The retail/wholesale, energy/resources, and services industries appear better off than in April, the survey found.
While some industries have rebounded faster than others—most CFOs expect a slow to moderate recovery: Over half expect they will not reach pre-crisis operating levels until 2021, with 17% expecting 2022 or later, the survey found.

The respondent CFOs are mostly optimistic about their ability to operate effectively, safely, and profitably as the US economy continues to reopen, the survey found. But they are least optimistic about the ability of the US economy–and their companies–to get back to their performance levels before the pandemic, and they are mixed when it comes to staffing and liquidity, the survey found.

Reactions by sector

In terms of current workforce levels, the proportion of CFOs who said none of their employees are working at less than half capacity rose substantially from 26% in April to 37% in June–but one-third of respondents said at least 20% are at less than half capacity. Not surprisingly, the retail/wholesale and services sectors are the most challenged, the survey found.

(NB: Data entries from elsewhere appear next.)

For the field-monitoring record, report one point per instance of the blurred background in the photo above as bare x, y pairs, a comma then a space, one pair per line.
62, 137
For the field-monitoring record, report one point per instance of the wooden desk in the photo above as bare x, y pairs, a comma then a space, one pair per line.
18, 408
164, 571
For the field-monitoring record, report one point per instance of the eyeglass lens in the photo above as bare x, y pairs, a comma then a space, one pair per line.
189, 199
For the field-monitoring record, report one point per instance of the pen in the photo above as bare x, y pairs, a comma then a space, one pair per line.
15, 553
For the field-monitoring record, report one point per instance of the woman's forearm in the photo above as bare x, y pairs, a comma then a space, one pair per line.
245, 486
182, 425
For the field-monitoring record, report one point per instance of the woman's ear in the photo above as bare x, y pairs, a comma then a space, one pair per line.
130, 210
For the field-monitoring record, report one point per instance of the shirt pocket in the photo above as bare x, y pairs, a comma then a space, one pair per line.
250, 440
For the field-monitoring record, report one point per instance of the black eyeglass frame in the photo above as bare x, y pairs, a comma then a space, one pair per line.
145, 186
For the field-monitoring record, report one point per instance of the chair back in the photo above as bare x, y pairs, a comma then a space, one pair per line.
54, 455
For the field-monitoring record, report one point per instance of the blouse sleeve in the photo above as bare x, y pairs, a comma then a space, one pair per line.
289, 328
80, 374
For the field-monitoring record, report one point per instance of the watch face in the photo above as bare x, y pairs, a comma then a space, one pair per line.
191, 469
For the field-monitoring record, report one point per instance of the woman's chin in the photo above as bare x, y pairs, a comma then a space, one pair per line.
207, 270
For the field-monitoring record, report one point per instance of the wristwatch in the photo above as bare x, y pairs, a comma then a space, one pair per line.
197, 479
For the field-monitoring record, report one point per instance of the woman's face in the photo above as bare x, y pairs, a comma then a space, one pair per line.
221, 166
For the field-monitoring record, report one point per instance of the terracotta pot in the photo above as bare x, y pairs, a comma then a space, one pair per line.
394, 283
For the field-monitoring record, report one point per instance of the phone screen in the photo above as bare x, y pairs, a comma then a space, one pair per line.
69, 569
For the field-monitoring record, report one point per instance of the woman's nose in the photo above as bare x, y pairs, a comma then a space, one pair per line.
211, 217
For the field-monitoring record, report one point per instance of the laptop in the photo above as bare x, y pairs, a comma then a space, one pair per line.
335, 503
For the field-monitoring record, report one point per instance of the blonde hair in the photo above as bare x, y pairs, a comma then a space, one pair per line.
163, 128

Technology and energy/resources CFOs expect a faster return to pre-crisis operating levels. Thirty percent of tech CFOs reported they are already at or are above normal operating levels.

Manufacturing, retail/wholesale, healthcare/pharma, and services are the most likely to expect a return to pre-crisis operating levels by the fourth quarter of 2021 or later, Deloitte said, although the latter two are largely split, with some expecting a faster return.

SEE: As the workplace reopens, CFOs are focused on retaining/creating revenue and being agile (TechRepublic)

The manufacturing, retail/wholesale, and energy/resources sectors are particularly pessimistic about their timing for reaching pre-crisis revenue levels. Retail/wholesale is relatively pessimistic about operating profitably and also about employee layoffs and furloughs, according to the survey.

Nearly 70% of CFOs believe US equity markets are overvalued, and only 6% said they are undervalued.
The survey also found that 55% of CFOs believe Congress should provide further assistance to workers, families, and small businesses, while just 19% disagree. Forty-two percent said the US Federal Reserve should take further steps to bolster liquidity, with 24% disagreeing. The numbers expressing a neutral view were high for both statements, Deloitte said.

“With a substantial reopening of the economy underway, CFOs are largely optimistic about their companies’ ability to operate effectively, safely, and profitably,” said Greg Dickinson, managing director of the North American CFO Signals Survey, in a statement. “But they indicate significant doubts about how quickly their revenue and the broader US economy will return to pre-pandemic levels.”

The Deloitte survey was conducted between June 18 and 19. More than 85% of respondents are at companies that generate over $1 billion in revenue, the firm said.